A large-scale malware campaign has been found leveraging a vulnerable Windows driver associated with Adlice’s product suite to sidestep detection efforts and deliver the Gh0st RAT malware.
“To further evade detection, the attackers deliberately generated multiple variants (with different hashes) of the 2.0.2 driver by modifying specific PE parts while keeping the signature valid,” Check Point said in a new report published Monday.
The cybersecurity company said the malicious activity involved thousands of first-stage malicious samples that are used to deploy a program capable of terminating endpoint detection and response (EDR) software by means of what’s called a bring your own vulnerable driver (BYOVD) attack.
As many as 2,500 distinct variants of the legacy version 2.0.2 of the vulnerable RogueKiller Antirootkit Driver, truesight.sys, have been identified on the VirusTotal platform, although the number is believed to be likely higher. The EDR-killer module was first detected and recorded in June 2024.
The issue with the Truesight driver, an arbitrary process termination bug affecting all versions below 3.4.0, has been previously weaponized to devise proof-of-concept (PoC) exploits such as Darkside and TrueSightKiller that are publicly available since at least November 2023.

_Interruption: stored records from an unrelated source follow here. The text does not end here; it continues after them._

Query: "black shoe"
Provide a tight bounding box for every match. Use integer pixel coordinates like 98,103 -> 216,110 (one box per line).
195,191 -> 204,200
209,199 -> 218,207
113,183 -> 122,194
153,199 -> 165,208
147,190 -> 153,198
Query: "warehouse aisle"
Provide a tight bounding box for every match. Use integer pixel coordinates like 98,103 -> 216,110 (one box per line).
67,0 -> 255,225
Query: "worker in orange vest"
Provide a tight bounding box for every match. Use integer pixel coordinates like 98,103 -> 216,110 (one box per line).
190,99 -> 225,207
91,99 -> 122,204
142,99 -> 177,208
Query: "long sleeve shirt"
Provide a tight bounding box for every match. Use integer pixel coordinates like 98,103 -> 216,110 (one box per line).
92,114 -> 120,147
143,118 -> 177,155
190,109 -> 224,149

In March 2024, SonicWall revealed details of a loader called DBatLoader that was found to have utilized the truesight.sys driver to kill security solutions before delivering the Remcos RAT malware.
There is some evidence to suggest that the campaign could be the work of a threat actor called the Silver Fox APT due to some level of overlaps in the execution chain and the tradecraft employed, including the “infection vector, execution chain, similarities in initial-stage samples […], and historical targeting patterns.”
The attack sequences involve the distribution of first-stage artifacts that are often disguised as legitimate applications and propagated via deceptive websites offering deals on luxury products and fraudulent channels in popular messaging apps like Telegram.
The samples act as a downloader, dropping the legacy version of the Truesight driver, as well as the next-stage payload that mimics common file types, such as PNG, JPG, and GIF. The second-stage malware then proceeds to retrieve another malware that, in turn, loads the EDR-killer module and the Gh0st RAT malware.
“While the variants of the legacy Truesight driver (version 2.0.2) are typically downloaded and installed by the initial-stage samples, they can also be deployed directly by the EDR/AV killer module if the driver is not already present on the system,” Check Point explained.
“This indicates that although the EDR/AV killer module is fully integrated into the campaign, it is capable of operating independently of the earlier stages.”
The module employs the BYOVD technique to abuse the susceptible driver for the purpose of terminating processes related to certain security software. In doing so, the attack offers an advantage in that it bypasses the Microsoft Vulnerable Driver Blocklist, a hash value-based Windows mechanism designed to protect the system against known vulnerable drivers.
The attacks culminated with the deployment of a variant of Gh0st RAT called HiddenGh0st, which is designed to remotely control compromised systems, giving attackers a way to conduct data theft, surveillance, and system manipulation.
As of December 17, 2024, Microsoft has updated the driver blocklist to include the driver in question, effectively blocking the exploitation vector.
“By modifying specific parts of the driver while preserving its digital signature, the attackers bypassed common detection methods, including the latest Microsoft Vulnerable Driver Blocklist and LOLDrivers detection mechanisms, allowing them to evade detection for months,” Check Point said.
“Exploiting Arbitrary Process Termination vulnerability allowed the EDR/AV killer module to target and disable processes commonly associated with security solutions, further enhancing the campaign’s stealth.”